El iPhone es un dispositivo de alta tecnología que requiere un mantenimiento adecuado para garantizar su funcionamiento óptimo. Es fundamental desmentir mitos comunes, como el uso de sustancias domésticas para reparar daños, y seguir las recomendaciones oficiales del fabricante.
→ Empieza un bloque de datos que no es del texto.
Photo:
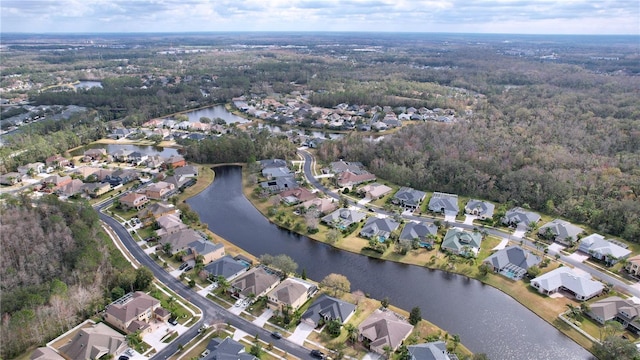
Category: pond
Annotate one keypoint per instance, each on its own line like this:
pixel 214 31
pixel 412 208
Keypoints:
pixel 486 319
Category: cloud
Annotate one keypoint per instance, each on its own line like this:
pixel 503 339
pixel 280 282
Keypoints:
pixel 541 16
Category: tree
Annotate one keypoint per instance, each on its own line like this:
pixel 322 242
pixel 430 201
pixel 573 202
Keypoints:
pixel 333 327
pixel 385 302
pixel 338 283
pixel 332 236
pixel 144 277
pixel 615 348
pixel 415 316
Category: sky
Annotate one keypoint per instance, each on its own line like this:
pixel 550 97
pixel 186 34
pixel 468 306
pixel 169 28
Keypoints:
pixel 602 17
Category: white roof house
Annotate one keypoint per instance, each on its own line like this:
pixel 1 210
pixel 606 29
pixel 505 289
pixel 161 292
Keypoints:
pixel 601 249
pixel 564 278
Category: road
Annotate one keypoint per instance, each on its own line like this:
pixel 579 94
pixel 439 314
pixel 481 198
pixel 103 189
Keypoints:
pixel 309 161
pixel 212 312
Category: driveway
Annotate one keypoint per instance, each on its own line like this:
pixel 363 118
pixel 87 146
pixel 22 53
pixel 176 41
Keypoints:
pixel 468 219
pixel 266 315
pixel 578 256
pixel 300 334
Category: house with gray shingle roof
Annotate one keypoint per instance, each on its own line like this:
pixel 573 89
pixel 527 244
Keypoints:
pixel 226 266
pixel 377 228
pixel 482 209
pixel 614 307
pixel 384 328
pixel 560 231
pixel 327 308
pixel 444 203
pixel 597 247
pixel 512 262
pixel 422 232
pixel 408 197
pixel 342 218
pixel 436 350
pixel 462 242
pixel 94 342
pixel 564 278
pixel 520 217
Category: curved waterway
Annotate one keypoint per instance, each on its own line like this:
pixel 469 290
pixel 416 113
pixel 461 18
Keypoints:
pixel 487 320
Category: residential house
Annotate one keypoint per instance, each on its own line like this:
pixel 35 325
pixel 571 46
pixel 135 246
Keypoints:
pixel 616 308
pixel 122 155
pixel 169 224
pixel 512 261
pixel 272 163
pixel 382 329
pixel 462 242
pixel 607 251
pixel 326 309
pixel 205 248
pixel 519 217
pixel 321 205
pixel 120 176
pixel 96 189
pixel 446 204
pixel 422 232
pixel 75 186
pixel 274 172
pixel 45 353
pixel 175 161
pixel 132 312
pixel 95 154
pixel 342 218
pixel 134 201
pixel 227 349
pixel 408 198
pixel 379 229
pixel 564 278
pixel 55 182
pixel 188 171
pixel 155 211
pixel 292 293
pixel 374 191
pixel 436 350
pixel 483 210
pixel 226 266
pixel 94 342
pixel 296 196
pixel 560 231
pixel 11 178
pixel 56 161
pixel 32 169
pixel 256 281
pixel 159 190
pixel 349 179
pixel 180 240
pixel 280 184
pixel 633 265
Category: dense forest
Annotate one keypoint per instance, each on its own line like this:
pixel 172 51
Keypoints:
pixel 58 268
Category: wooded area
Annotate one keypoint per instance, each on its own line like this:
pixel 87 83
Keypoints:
pixel 58 268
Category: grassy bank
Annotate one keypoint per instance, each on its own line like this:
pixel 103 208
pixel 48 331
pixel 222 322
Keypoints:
pixel 546 307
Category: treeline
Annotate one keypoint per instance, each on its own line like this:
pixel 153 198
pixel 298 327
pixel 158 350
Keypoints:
pixel 502 166
pixel 58 268
pixel 125 96
pixel 239 147
pixel 37 141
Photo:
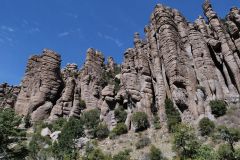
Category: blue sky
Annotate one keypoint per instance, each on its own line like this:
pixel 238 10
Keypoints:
pixel 70 27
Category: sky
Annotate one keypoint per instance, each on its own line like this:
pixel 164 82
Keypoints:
pixel 70 27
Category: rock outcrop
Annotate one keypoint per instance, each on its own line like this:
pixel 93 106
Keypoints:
pixel 189 63
pixel 40 86
pixel 8 95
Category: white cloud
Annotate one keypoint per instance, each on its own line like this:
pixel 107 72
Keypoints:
pixel 63 34
pixel 33 30
pixel 73 15
pixel 107 37
pixel 6 28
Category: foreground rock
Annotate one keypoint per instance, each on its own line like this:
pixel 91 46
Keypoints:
pixel 189 63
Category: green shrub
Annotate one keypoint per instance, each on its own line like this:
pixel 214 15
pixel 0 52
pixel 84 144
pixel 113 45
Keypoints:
pixel 230 135
pixel 225 152
pixel 120 114
pixel 97 154
pixel 91 118
pixel 237 154
pixel 82 104
pixel 206 126
pixel 140 121
pixel 72 130
pixel 155 153
pixel 120 129
pixel 173 116
pixel 58 124
pixel 101 131
pixel 205 153
pixel 156 122
pixel 9 133
pixel 123 155
pixel 185 141
pixel 143 142
pixel 218 108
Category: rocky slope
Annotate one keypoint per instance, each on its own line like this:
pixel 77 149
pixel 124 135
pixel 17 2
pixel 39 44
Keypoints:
pixel 190 63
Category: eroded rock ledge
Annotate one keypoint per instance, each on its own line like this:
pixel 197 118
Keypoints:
pixel 190 63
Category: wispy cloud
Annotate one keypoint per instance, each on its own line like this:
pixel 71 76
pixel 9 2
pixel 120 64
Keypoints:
pixel 7 28
pixel 107 37
pixel 63 34
pixel 34 30
pixel 7 35
pixel 112 27
pixel 72 32
pixel 73 15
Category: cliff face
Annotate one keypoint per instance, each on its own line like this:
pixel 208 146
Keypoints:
pixel 190 63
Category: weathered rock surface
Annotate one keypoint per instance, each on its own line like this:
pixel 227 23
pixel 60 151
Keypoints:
pixel 189 63
pixel 8 95
pixel 40 86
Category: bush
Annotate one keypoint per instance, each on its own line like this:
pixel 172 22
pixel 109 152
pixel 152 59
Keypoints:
pixel 82 104
pixel 173 116
pixel 9 131
pixel 120 129
pixel 206 126
pixel 101 131
pixel 97 154
pixel 156 122
pixel 120 114
pixel 230 135
pixel 58 124
pixel 225 152
pixel 205 153
pixel 218 108
pixel 237 154
pixel 123 155
pixel 140 121
pixel 185 141
pixel 143 142
pixel 72 130
pixel 155 153
pixel 91 118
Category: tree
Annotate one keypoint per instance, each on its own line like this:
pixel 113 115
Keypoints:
pixel 123 155
pixel 143 142
pixel 72 130
pixel 173 116
pixel 155 153
pixel 225 152
pixel 120 129
pixel 205 153
pixel 206 126
pixel 10 133
pixel 230 135
pixel 218 108
pixel 120 114
pixel 185 141
pixel 101 131
pixel 156 122
pixel 91 118
pixel 140 121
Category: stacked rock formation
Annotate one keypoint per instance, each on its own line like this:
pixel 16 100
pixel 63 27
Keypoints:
pixel 40 86
pixel 8 95
pixel 189 63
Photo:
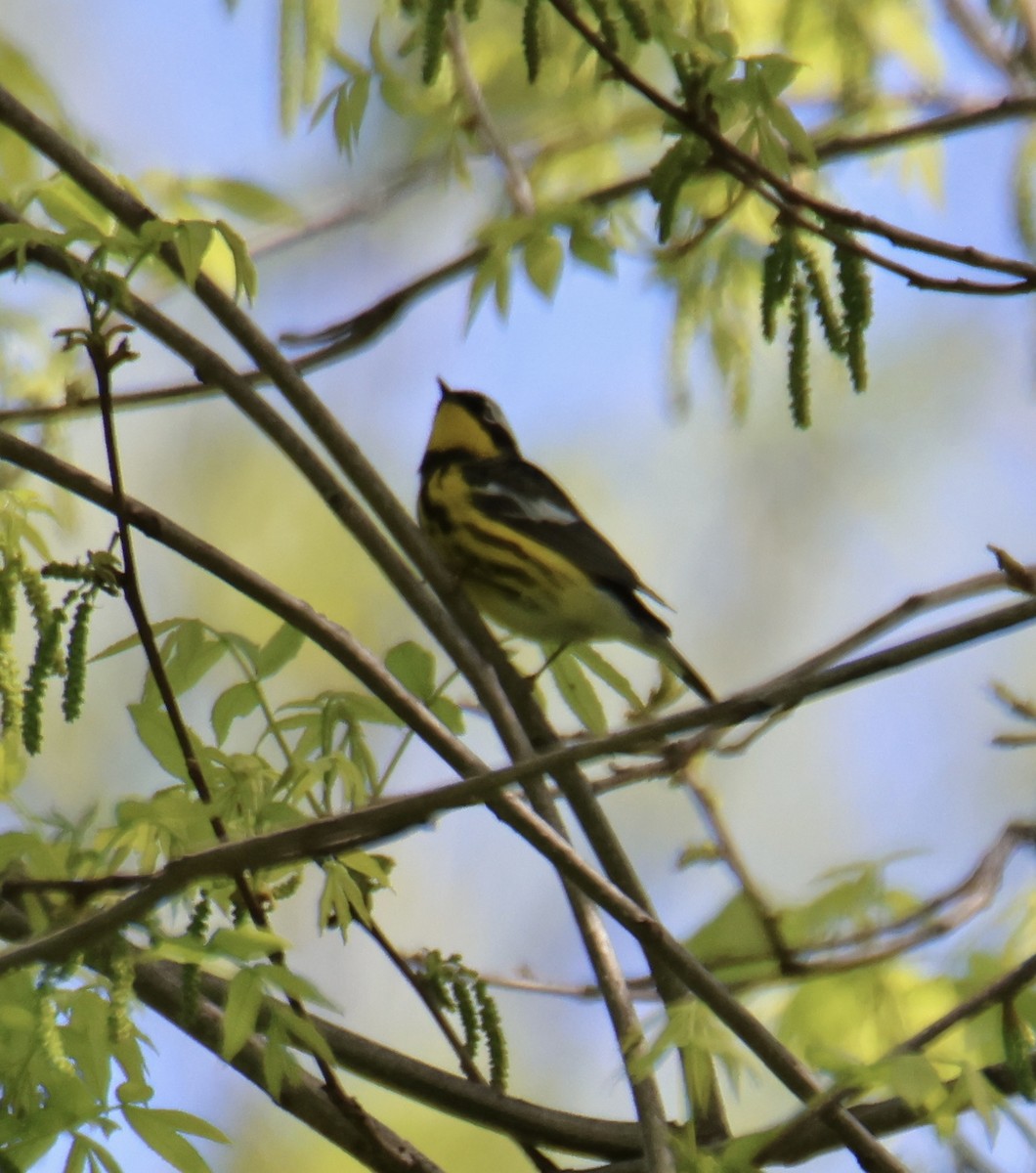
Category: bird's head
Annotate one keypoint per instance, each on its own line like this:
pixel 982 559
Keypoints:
pixel 470 425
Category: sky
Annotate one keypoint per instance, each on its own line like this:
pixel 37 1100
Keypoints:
pixel 785 541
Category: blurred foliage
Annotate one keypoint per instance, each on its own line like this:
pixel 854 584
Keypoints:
pixel 588 173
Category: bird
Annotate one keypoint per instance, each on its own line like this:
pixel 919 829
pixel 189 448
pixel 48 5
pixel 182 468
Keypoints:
pixel 521 550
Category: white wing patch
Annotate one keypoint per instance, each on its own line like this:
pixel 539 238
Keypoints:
pixel 533 508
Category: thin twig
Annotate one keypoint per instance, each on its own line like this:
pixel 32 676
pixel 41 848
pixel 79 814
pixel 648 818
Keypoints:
pixel 790 199
pixel 518 182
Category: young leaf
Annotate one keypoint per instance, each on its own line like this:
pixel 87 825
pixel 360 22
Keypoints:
pixel 543 257
pixel 578 692
pixel 280 649
pixel 162 1131
pixel 413 667
pixel 244 1000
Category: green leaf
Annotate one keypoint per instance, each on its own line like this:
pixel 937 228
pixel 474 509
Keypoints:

Mitos sobre el secado y cuidado del dispositivo
Existe la creencia popular de que, en caso de contacto con líquidos, se debe introducir el teléfono en sustancias como harina o arroz. Esto es falso y peligroso. No metas el iPhone en una bolsa de arroz ni utilices harina; estas sustancias no absorben la humedad de forma eficiente y pueden introducir partículas extrañas en los puertos y componentes internos, causando daños irreversibles que no están cubiertos por la garantía.
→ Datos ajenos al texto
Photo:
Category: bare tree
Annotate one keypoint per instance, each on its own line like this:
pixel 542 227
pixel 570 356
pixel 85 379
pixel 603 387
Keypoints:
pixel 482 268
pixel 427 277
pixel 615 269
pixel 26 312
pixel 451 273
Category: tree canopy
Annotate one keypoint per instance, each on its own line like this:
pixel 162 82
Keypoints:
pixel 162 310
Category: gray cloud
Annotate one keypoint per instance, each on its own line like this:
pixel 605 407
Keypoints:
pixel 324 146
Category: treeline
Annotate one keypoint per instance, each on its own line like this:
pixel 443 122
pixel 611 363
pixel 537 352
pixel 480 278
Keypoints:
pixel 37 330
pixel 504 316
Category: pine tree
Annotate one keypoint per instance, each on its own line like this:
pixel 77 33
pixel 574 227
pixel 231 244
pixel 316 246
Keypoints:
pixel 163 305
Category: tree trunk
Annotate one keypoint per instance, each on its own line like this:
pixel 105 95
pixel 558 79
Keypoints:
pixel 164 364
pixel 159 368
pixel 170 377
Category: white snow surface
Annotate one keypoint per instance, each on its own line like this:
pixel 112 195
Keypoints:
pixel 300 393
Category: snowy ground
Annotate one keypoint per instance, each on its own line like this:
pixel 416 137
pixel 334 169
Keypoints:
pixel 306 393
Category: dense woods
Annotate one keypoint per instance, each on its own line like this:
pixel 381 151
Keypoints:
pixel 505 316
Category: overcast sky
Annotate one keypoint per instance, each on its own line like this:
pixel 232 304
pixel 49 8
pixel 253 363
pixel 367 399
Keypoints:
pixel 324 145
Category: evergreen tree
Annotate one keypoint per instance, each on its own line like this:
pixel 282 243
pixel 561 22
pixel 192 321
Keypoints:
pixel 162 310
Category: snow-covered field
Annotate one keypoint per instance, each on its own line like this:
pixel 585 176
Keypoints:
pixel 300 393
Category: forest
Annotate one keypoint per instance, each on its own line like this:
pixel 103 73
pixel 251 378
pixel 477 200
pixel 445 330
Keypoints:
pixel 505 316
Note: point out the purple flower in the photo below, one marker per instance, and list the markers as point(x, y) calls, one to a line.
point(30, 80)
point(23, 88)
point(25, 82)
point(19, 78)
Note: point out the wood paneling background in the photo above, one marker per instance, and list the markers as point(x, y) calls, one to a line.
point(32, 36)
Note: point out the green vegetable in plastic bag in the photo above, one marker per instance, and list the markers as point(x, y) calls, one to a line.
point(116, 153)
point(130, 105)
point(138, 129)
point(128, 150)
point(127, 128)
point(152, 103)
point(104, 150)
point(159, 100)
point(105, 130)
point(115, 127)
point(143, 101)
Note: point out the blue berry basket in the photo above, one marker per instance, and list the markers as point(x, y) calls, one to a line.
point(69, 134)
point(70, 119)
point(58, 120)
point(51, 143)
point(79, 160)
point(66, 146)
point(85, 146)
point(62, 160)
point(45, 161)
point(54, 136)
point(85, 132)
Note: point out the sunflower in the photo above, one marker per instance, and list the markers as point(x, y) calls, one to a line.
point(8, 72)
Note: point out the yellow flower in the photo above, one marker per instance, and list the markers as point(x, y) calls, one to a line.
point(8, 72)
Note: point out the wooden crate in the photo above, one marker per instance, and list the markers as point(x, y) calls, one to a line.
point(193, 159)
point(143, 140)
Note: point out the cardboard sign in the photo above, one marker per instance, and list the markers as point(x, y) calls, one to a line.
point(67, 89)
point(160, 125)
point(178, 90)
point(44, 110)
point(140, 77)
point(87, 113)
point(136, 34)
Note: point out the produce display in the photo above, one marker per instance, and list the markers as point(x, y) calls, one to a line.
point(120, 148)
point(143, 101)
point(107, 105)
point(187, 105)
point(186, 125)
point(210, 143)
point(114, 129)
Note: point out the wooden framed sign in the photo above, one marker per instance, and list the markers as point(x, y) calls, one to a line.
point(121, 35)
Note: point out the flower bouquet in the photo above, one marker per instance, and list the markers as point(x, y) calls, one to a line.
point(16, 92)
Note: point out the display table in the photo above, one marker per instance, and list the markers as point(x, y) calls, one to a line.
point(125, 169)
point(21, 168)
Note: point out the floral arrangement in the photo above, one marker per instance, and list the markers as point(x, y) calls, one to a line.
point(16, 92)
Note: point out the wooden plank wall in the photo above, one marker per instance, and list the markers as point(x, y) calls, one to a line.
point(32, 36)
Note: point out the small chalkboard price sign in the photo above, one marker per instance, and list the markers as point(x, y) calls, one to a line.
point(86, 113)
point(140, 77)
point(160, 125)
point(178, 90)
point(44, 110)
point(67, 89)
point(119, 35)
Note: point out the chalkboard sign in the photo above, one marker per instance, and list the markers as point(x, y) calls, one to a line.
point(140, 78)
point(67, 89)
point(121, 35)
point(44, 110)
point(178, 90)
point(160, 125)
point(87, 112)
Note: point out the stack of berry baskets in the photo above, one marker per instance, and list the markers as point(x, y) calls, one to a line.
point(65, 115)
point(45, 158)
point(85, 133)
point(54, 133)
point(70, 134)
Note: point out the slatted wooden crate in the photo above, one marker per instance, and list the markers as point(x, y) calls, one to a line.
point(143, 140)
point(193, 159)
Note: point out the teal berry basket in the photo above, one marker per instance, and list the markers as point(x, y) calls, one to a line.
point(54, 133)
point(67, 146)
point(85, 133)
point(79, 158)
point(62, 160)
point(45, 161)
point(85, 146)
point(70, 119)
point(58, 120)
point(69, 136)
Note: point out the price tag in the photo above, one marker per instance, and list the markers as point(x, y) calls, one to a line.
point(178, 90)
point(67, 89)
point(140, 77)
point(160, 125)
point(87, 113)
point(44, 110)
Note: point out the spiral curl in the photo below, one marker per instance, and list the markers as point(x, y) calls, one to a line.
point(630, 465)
Protocolo ante la exposición a líquidos
Si el dispositivo entra en contacto con agua, jabón, detergentes, ácidos o cualquier otra sustancia, es necesario seguir un procedimiento estricto:
- Desconecta todos los cables inmediatamente.
- No intentes cargar el dispositivo hasta que esté completamente seco (se recomienda esperar al menos 5 horas).
- Para eliminar el exceso de líquido, coloca el iPhone con el conector hacia abajo y agítalo suavemente.
- Deja el dispositivo en un área seca y bien ventilada.
Importante: No intentes secar el iPhone usando fuentes de calor externas (secadores) ni insertando objetos como hisopos o servilletas en los conectores.
Limpieza y mantenimiento del recubrimiento
El iPhone cuenta con una capa de recubrimiento oleofóbica diseñada para repeler aceites y huellas dactilares. Para preservar esta capa y evitar rayones:
- Apaga el dispositivo antes de proceder.
- Utiliza exclusivamente un paño suave, ligeramente húmedo y libre de pelusas (tipo paño para lentes).
- Evita el uso de productos de limpieza domésticos, aire comprimido o materiales abrasivos.

Gestión de temperatura y uso de puertos
El iPhone está diseñado para operar entre 0 y 35 °C. El uso fuera de estos rangos, o la exposición a cambios drásticos de temperatura, puede reducir la vida útil de la batería o provocar que el sistema entre en modo de reposo profundo para proteger sus componentes internos.
Consejos para los conectores y cables:
- Nunca fuerces un conector en un puerto; si no encaja con facilidad, verifica que no existan obstrucciones.
- Evita doblar los cables repetidamente en el mismo punto para prevenir el deshilachamiento.
- Si detectas una advertencia de "líquido detectado" en el conector, no cargues el teléfono con cable. Considera el uso de un cargador inalámbrico certificado Qi si es una emergencia.